KBK News, BANJARMASIN – Terdakwa perkara narkotika Muhammad Rizqie Anugerah mengaku tidak mengetahui tas selempang hitam yang dititipkan kepadanya oleh seseorang bernama Edo ternyata berisi sabu dan puluhan butir ekstasi.

Pengakuan itu disampaikan saat menjalani pemeriksaan sebagai terdakwa dalam sidang lanjutan di Pengadilan Negeri Banjarmasin, Senin (3/8/2026).

Di hadapan majelis hakim yang diketuai Indra Meinantha Vidi SH MH, Rizqie mengaku hanya diminta Edo yang kini berstatus daftar pencarian orang (DPO) untuk menerima sebuah tas dan menunggu seseorang yang akan mengambilnya.

“Edo meminta saya datang ke Jalan Pembina IV, Kompleks Grand Nuri Regency sekitar pukul 19.30 Wita untuk menerima titipan tas,” ujar Rizqie.

Setelah menyerahkan tas, Edo disebut langsung pergi dengan alasan menuju Palangka Raya.

Sebelum pergi, Edo meminta Rizqie tetap berada di lokasi karena sekitar 30 menit kemudian akan ada seseorang yang mengambil tas tersebut.

Merasa penasaran setelah menunggu sekitar 10 menit, Rizqie mengaku membuka tas itu. Menurutnya, ia sempat mengira isi tas hanya obat-obatan.

“Saya buka tasnya, ternyata isinya obat,” katanya.

Karena mulai curiga barang tersebut merupakan obat terlarang, Rizqie mengaku berusaha menghubungi Edo. Namun nomor telepon Edo sudah tidak aktif.

“Belum sempat saya pergi, anggota Buser Polsek Banjarmasin Selatan datang dan langsung mengamankan saya,” ucapnya.

BACA JUGA :  Kembali Terjerat Sabu, Utuh Dituntut 9 Tahun Penjara

Rizqie juga menyatakan baru mengenal Edo dan mengaku sama sekali tidak mengetahui tas yang dititipkan kepadanya berisi narkotika.
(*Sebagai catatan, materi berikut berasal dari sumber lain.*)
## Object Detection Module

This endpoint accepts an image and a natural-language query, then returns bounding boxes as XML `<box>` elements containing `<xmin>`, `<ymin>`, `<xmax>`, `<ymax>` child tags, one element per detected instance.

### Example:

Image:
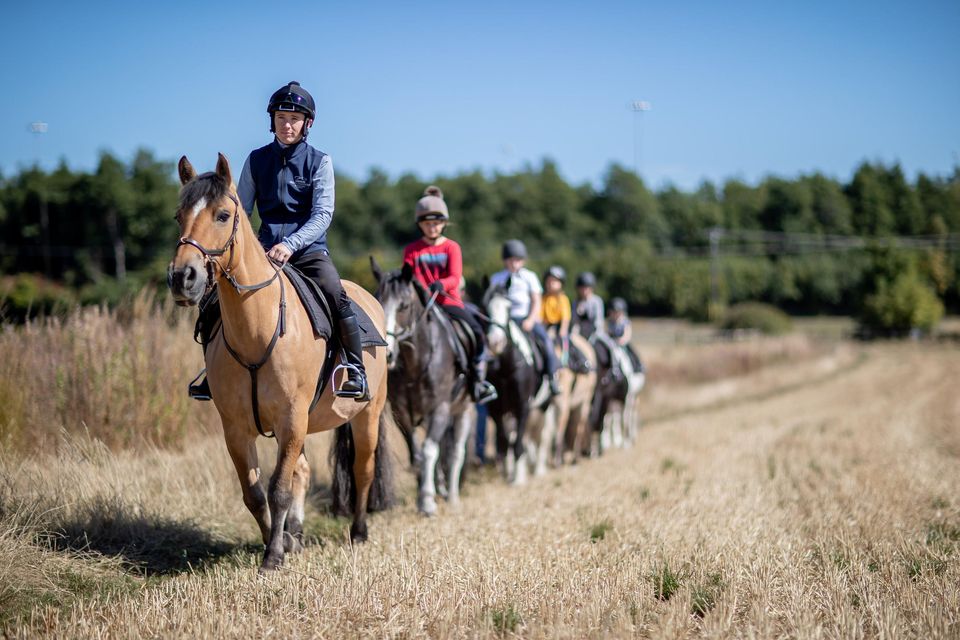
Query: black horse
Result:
<box><xmin>483</xmin><ymin>285</ymin><xmax>556</xmax><ymax>484</ymax></box>
<box><xmin>370</xmin><ymin>258</ymin><xmax>476</xmax><ymax>515</ymax></box>
<box><xmin>583</xmin><ymin>334</ymin><xmax>645</xmax><ymax>455</ymax></box>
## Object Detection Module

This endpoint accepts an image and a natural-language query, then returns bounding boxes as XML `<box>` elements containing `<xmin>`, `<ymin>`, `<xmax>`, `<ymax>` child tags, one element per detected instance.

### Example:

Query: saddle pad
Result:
<box><xmin>283</xmin><ymin>262</ymin><xmax>387</xmax><ymax>347</ymax></box>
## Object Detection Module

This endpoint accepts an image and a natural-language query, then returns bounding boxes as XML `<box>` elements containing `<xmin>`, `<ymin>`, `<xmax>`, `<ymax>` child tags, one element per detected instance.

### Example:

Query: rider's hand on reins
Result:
<box><xmin>267</xmin><ymin>242</ymin><xmax>293</xmax><ymax>266</ymax></box>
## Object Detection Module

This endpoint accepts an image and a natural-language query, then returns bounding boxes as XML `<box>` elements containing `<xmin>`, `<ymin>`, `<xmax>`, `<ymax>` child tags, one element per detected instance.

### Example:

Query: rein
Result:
<box><xmin>177</xmin><ymin>193</ymin><xmax>287</xmax><ymax>438</ymax></box>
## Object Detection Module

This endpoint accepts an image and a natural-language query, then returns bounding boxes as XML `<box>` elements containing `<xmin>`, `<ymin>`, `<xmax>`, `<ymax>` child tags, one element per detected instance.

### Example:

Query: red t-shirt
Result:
<box><xmin>403</xmin><ymin>238</ymin><xmax>463</xmax><ymax>307</ymax></box>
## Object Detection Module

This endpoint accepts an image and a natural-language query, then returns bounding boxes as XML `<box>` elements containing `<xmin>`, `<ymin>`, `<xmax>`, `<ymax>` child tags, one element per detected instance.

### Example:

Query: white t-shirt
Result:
<box><xmin>490</xmin><ymin>267</ymin><xmax>543</xmax><ymax>320</ymax></box>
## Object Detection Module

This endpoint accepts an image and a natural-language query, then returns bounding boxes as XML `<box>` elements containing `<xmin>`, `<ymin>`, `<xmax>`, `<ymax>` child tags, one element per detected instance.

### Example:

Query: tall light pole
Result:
<box><xmin>27</xmin><ymin>121</ymin><xmax>53</xmax><ymax>278</ymax></box>
<box><xmin>630</xmin><ymin>100</ymin><xmax>651</xmax><ymax>176</ymax></box>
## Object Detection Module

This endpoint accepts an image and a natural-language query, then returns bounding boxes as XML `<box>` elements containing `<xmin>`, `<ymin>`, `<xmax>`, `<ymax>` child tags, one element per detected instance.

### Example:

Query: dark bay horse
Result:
<box><xmin>370</xmin><ymin>258</ymin><xmax>476</xmax><ymax>515</ymax></box>
<box><xmin>167</xmin><ymin>154</ymin><xmax>392</xmax><ymax>572</ymax></box>
<box><xmin>483</xmin><ymin>285</ymin><xmax>556</xmax><ymax>485</ymax></box>
<box><xmin>589</xmin><ymin>335</ymin><xmax>646</xmax><ymax>455</ymax></box>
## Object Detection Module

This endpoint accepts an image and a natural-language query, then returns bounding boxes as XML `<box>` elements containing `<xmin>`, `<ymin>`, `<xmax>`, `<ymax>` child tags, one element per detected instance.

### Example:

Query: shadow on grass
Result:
<box><xmin>50</xmin><ymin>499</ymin><xmax>263</xmax><ymax>576</ymax></box>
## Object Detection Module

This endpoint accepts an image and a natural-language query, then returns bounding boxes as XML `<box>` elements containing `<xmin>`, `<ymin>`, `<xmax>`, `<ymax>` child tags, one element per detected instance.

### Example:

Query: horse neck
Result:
<box><xmin>217</xmin><ymin>211</ymin><xmax>289</xmax><ymax>352</ymax></box>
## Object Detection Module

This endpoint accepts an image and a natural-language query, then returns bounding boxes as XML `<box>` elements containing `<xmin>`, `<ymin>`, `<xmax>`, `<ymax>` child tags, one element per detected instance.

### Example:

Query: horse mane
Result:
<box><xmin>180</xmin><ymin>171</ymin><xmax>230</xmax><ymax>209</ymax></box>
<box><xmin>378</xmin><ymin>269</ymin><xmax>430</xmax><ymax>306</ymax></box>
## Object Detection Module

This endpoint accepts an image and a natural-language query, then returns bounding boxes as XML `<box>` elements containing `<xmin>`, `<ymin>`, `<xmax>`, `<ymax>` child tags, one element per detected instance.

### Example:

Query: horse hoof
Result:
<box><xmin>350</xmin><ymin>523</ymin><xmax>367</xmax><ymax>544</ymax></box>
<box><xmin>417</xmin><ymin>498</ymin><xmax>437</xmax><ymax>518</ymax></box>
<box><xmin>257</xmin><ymin>556</ymin><xmax>283</xmax><ymax>576</ymax></box>
<box><xmin>283</xmin><ymin>532</ymin><xmax>303</xmax><ymax>553</ymax></box>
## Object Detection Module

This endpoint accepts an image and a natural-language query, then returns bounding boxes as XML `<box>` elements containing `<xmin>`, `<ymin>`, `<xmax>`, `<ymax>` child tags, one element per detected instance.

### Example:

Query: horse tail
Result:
<box><xmin>330</xmin><ymin>413</ymin><xmax>396</xmax><ymax>516</ymax></box>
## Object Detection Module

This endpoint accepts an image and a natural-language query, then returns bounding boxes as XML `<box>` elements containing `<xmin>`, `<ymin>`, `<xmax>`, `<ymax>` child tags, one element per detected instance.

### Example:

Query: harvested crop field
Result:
<box><xmin>0</xmin><ymin>328</ymin><xmax>960</xmax><ymax>638</ymax></box>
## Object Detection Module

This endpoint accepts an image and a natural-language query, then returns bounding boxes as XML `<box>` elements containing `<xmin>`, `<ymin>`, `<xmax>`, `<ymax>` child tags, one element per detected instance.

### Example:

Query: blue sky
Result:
<box><xmin>0</xmin><ymin>0</ymin><xmax>960</xmax><ymax>188</ymax></box>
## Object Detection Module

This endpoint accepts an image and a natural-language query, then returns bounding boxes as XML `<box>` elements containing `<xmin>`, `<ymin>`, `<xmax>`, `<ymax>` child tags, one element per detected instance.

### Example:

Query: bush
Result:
<box><xmin>720</xmin><ymin>302</ymin><xmax>791</xmax><ymax>335</ymax></box>
<box><xmin>0</xmin><ymin>273</ymin><xmax>77</xmax><ymax>322</ymax></box>
<box><xmin>859</xmin><ymin>269</ymin><xmax>943</xmax><ymax>336</ymax></box>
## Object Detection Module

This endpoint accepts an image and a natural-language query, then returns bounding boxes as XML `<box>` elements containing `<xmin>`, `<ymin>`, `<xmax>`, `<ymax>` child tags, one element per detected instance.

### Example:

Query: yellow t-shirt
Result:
<box><xmin>540</xmin><ymin>292</ymin><xmax>570</xmax><ymax>325</ymax></box>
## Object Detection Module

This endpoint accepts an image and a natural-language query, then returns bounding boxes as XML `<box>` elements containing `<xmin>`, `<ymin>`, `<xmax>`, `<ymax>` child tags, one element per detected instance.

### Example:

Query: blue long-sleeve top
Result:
<box><xmin>237</xmin><ymin>139</ymin><xmax>335</xmax><ymax>257</ymax></box>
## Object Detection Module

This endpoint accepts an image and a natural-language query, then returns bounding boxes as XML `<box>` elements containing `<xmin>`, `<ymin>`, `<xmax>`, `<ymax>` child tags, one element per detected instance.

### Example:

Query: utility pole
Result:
<box><xmin>707</xmin><ymin>227</ymin><xmax>724</xmax><ymax>320</ymax></box>
<box><xmin>27</xmin><ymin>122</ymin><xmax>53</xmax><ymax>278</ymax></box>
<box><xmin>630</xmin><ymin>100</ymin><xmax>652</xmax><ymax>176</ymax></box>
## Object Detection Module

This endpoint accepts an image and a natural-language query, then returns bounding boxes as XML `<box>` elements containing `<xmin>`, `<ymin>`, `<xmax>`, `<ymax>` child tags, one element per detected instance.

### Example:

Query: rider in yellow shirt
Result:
<box><xmin>540</xmin><ymin>265</ymin><xmax>572</xmax><ymax>366</ymax></box>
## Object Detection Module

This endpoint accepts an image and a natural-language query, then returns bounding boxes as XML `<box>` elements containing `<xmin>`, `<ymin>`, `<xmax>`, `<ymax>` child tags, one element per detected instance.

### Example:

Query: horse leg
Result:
<box><xmin>350</xmin><ymin>377</ymin><xmax>387</xmax><ymax>543</ymax></box>
<box><xmin>417</xmin><ymin>402</ymin><xmax>450</xmax><ymax>516</ymax></box>
<box><xmin>447</xmin><ymin>405</ymin><xmax>477</xmax><ymax>507</ymax></box>
<box><xmin>260</xmin><ymin>422</ymin><xmax>307</xmax><ymax>573</ymax></box>
<box><xmin>511</xmin><ymin>407</ymin><xmax>530</xmax><ymax>486</ymax></box>
<box><xmin>283</xmin><ymin>451</ymin><xmax>310</xmax><ymax>553</ymax></box>
<box><xmin>224</xmin><ymin>428</ymin><xmax>270</xmax><ymax>544</ymax></box>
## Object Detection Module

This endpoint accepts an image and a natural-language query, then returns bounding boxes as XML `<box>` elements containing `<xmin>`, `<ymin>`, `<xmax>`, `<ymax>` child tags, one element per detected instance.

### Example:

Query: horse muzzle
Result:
<box><xmin>167</xmin><ymin>260</ymin><xmax>208</xmax><ymax>307</ymax></box>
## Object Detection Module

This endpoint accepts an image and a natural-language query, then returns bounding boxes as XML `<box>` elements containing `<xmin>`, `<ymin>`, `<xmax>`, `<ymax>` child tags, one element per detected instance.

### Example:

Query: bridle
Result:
<box><xmin>387</xmin><ymin>284</ymin><xmax>438</xmax><ymax>344</ymax></box>
<box><xmin>177</xmin><ymin>193</ymin><xmax>284</xmax><ymax>299</ymax></box>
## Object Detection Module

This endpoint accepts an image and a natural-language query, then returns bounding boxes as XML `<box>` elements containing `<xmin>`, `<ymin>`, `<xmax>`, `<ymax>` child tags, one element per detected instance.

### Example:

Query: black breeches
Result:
<box><xmin>441</xmin><ymin>304</ymin><xmax>486</xmax><ymax>351</ymax></box>
<box><xmin>290</xmin><ymin>251</ymin><xmax>353</xmax><ymax>318</ymax></box>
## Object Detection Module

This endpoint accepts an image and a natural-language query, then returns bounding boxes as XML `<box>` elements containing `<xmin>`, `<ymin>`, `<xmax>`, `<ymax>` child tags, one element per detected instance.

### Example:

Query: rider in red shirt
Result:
<box><xmin>403</xmin><ymin>186</ymin><xmax>497</xmax><ymax>404</ymax></box>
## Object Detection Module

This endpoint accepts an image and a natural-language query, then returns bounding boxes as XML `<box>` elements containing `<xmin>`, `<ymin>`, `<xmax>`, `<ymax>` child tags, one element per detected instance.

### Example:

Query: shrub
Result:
<box><xmin>720</xmin><ymin>302</ymin><xmax>791</xmax><ymax>335</ymax></box>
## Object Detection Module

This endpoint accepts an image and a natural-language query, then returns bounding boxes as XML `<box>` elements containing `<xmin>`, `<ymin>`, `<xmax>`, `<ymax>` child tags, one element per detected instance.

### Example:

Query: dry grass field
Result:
<box><xmin>0</xmin><ymin>308</ymin><xmax>960</xmax><ymax>638</ymax></box>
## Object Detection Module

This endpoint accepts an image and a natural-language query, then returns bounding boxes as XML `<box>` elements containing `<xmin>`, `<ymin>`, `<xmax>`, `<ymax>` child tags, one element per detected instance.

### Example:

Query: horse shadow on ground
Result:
<box><xmin>50</xmin><ymin>500</ymin><xmax>263</xmax><ymax>576</ymax></box>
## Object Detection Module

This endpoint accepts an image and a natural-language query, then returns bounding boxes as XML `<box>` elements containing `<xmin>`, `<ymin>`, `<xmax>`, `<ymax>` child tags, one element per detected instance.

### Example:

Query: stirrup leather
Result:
<box><xmin>187</xmin><ymin>368</ymin><xmax>213</xmax><ymax>400</ymax></box>
<box><xmin>330</xmin><ymin>362</ymin><xmax>370</xmax><ymax>400</ymax></box>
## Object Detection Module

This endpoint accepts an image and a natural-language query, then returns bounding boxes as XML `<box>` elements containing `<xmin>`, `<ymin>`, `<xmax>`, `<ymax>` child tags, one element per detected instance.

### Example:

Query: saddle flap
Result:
<box><xmin>283</xmin><ymin>262</ymin><xmax>387</xmax><ymax>347</ymax></box>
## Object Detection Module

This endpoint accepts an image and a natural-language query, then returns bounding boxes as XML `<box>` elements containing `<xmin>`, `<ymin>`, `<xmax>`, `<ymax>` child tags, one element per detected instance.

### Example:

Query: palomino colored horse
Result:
<box><xmin>370</xmin><ymin>258</ymin><xmax>477</xmax><ymax>516</ymax></box>
<box><xmin>168</xmin><ymin>154</ymin><xmax>391</xmax><ymax>572</ymax></box>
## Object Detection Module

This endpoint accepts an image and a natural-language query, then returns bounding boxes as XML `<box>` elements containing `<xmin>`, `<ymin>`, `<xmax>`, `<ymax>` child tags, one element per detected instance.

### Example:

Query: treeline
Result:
<box><xmin>0</xmin><ymin>151</ymin><xmax>960</xmax><ymax>324</ymax></box>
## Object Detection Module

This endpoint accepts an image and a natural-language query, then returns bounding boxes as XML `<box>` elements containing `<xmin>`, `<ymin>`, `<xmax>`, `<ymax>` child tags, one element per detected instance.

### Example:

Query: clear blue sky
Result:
<box><xmin>0</xmin><ymin>0</ymin><xmax>960</xmax><ymax>188</ymax></box>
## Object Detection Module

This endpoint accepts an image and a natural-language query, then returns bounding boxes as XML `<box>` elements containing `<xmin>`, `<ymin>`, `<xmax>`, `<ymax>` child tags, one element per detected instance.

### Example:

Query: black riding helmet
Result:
<box><xmin>543</xmin><ymin>264</ymin><xmax>567</xmax><ymax>283</ymax></box>
<box><xmin>500</xmin><ymin>240</ymin><xmax>527</xmax><ymax>260</ymax></box>
<box><xmin>577</xmin><ymin>271</ymin><xmax>597</xmax><ymax>287</ymax></box>
<box><xmin>267</xmin><ymin>80</ymin><xmax>317</xmax><ymax>138</ymax></box>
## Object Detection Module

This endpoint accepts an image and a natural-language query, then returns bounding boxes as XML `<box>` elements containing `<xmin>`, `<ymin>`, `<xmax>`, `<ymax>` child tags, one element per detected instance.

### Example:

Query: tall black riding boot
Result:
<box><xmin>333</xmin><ymin>315</ymin><xmax>370</xmax><ymax>402</ymax></box>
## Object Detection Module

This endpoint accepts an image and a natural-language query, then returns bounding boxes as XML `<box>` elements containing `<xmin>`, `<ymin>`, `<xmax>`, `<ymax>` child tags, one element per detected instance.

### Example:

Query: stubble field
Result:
<box><xmin>0</xmin><ymin>312</ymin><xmax>960</xmax><ymax>638</ymax></box>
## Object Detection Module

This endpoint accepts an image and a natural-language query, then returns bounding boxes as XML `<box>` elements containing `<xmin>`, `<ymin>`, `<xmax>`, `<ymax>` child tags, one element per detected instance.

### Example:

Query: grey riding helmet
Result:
<box><xmin>543</xmin><ymin>264</ymin><xmax>567</xmax><ymax>283</ymax></box>
<box><xmin>267</xmin><ymin>80</ymin><xmax>317</xmax><ymax>138</ymax></box>
<box><xmin>500</xmin><ymin>240</ymin><xmax>527</xmax><ymax>260</ymax></box>
<box><xmin>577</xmin><ymin>271</ymin><xmax>597</xmax><ymax>288</ymax></box>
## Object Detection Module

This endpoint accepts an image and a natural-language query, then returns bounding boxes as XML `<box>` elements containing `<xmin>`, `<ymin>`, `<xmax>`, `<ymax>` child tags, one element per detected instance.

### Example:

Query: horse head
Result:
<box><xmin>167</xmin><ymin>153</ymin><xmax>244</xmax><ymax>306</ymax></box>
<box><xmin>371</xmin><ymin>258</ymin><xmax>427</xmax><ymax>371</ymax></box>
<box><xmin>483</xmin><ymin>278</ymin><xmax>510</xmax><ymax>356</ymax></box>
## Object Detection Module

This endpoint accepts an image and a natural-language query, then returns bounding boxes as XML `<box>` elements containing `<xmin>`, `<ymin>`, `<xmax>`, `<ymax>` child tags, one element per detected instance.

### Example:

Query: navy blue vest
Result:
<box><xmin>250</xmin><ymin>140</ymin><xmax>327</xmax><ymax>255</ymax></box>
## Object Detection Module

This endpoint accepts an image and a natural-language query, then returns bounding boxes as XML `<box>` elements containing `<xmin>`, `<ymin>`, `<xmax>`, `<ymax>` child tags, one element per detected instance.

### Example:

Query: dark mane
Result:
<box><xmin>180</xmin><ymin>171</ymin><xmax>230</xmax><ymax>209</ymax></box>
<box><xmin>377</xmin><ymin>269</ymin><xmax>430</xmax><ymax>306</ymax></box>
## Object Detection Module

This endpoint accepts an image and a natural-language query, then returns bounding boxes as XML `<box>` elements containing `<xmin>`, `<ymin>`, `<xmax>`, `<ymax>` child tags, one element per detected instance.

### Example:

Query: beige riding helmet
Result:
<box><xmin>414</xmin><ymin>185</ymin><xmax>450</xmax><ymax>224</ymax></box>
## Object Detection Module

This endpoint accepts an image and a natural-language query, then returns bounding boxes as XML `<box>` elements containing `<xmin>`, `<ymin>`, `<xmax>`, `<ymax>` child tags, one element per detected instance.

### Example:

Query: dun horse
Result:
<box><xmin>370</xmin><ymin>258</ymin><xmax>476</xmax><ymax>516</ymax></box>
<box><xmin>168</xmin><ymin>154</ymin><xmax>391</xmax><ymax>572</ymax></box>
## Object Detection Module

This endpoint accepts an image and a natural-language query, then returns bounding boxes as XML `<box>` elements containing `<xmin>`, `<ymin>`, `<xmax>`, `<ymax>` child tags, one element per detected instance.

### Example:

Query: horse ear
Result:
<box><xmin>177</xmin><ymin>156</ymin><xmax>197</xmax><ymax>185</ymax></box>
<box><xmin>370</xmin><ymin>255</ymin><xmax>383</xmax><ymax>282</ymax></box>
<box><xmin>217</xmin><ymin>153</ymin><xmax>233</xmax><ymax>184</ymax></box>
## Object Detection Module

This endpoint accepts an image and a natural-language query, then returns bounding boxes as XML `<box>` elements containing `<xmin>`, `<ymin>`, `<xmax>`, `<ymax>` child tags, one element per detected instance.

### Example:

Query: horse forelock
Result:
<box><xmin>180</xmin><ymin>171</ymin><xmax>230</xmax><ymax>211</ymax></box>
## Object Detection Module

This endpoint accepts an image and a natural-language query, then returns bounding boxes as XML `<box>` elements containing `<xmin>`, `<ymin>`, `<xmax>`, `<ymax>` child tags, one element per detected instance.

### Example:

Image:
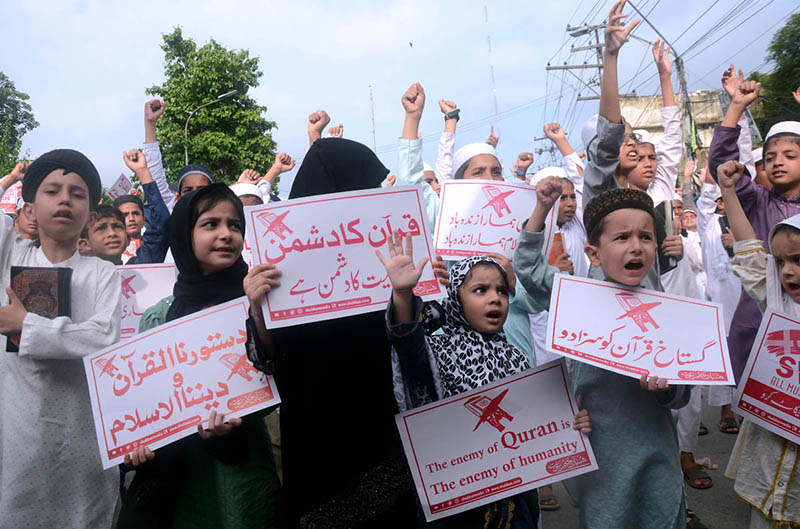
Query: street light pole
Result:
<box><xmin>183</xmin><ymin>90</ymin><xmax>236</xmax><ymax>165</ymax></box>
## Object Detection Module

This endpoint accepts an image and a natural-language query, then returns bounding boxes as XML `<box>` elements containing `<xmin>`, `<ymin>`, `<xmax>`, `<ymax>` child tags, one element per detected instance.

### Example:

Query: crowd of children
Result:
<box><xmin>0</xmin><ymin>0</ymin><xmax>800</xmax><ymax>529</ymax></box>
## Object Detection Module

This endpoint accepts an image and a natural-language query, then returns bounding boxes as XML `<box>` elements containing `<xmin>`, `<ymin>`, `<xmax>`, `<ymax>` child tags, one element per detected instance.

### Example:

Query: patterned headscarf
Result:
<box><xmin>426</xmin><ymin>256</ymin><xmax>529</xmax><ymax>398</ymax></box>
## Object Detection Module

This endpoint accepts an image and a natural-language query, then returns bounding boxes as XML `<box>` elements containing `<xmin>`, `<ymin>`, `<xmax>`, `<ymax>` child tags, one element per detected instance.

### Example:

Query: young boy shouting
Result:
<box><xmin>0</xmin><ymin>149</ymin><xmax>120</xmax><ymax>527</ymax></box>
Dalam persidangan, anggota kepolisian yang menjadi saksi menjelaskan penangkapan dilakukan setelah polisi menerima informasi dari masyarakat mengenai dugaan transaksi narkotika di kawasan Jalan Pembina IV.

Saat dilakukan penyelidikan, petugas mendapati Rizqie sedang duduk di atas sepeda motor sambil menunggu seseorang. Setelah dilakukan pemeriksaan, polisi menemukan enam paket sabu dengan berat bersih 33,71 gram dan 34 butir ekstasi dengan berat bersih 12,92 gram di dalam tas selempang hitam yang dibawanya.

Hasil uji laboratorium memastikan sabu tersebut mengandung metamfetamina, sedangkan pil ekstasi mengandung MDMA yang termasuk narkotika Golongan I.

Jaksa Penuntut Umum Masden Kahfi SH dalam dakwaannya menyebut perkara itu bermula pada Minggu (24/5/2026) saat Edo menghubungi Rizqie dan memintanya datang ke Jalan Pembina IV untuk menerima titipan tas.

Atas perkara tersebut, Rizqie didakwa melanggar Pasal 114 ayat (2) Undang-Undang Nomor 35 Tahun 2009 tentang Narkotika, subsider pasal mengenai kepemilikan atau penguasaan narkotika Golongan I, serta Pasal 131 Undang-Undang Narkotika tentang kewajiban melaporkan adanya tindak pidana narkotika.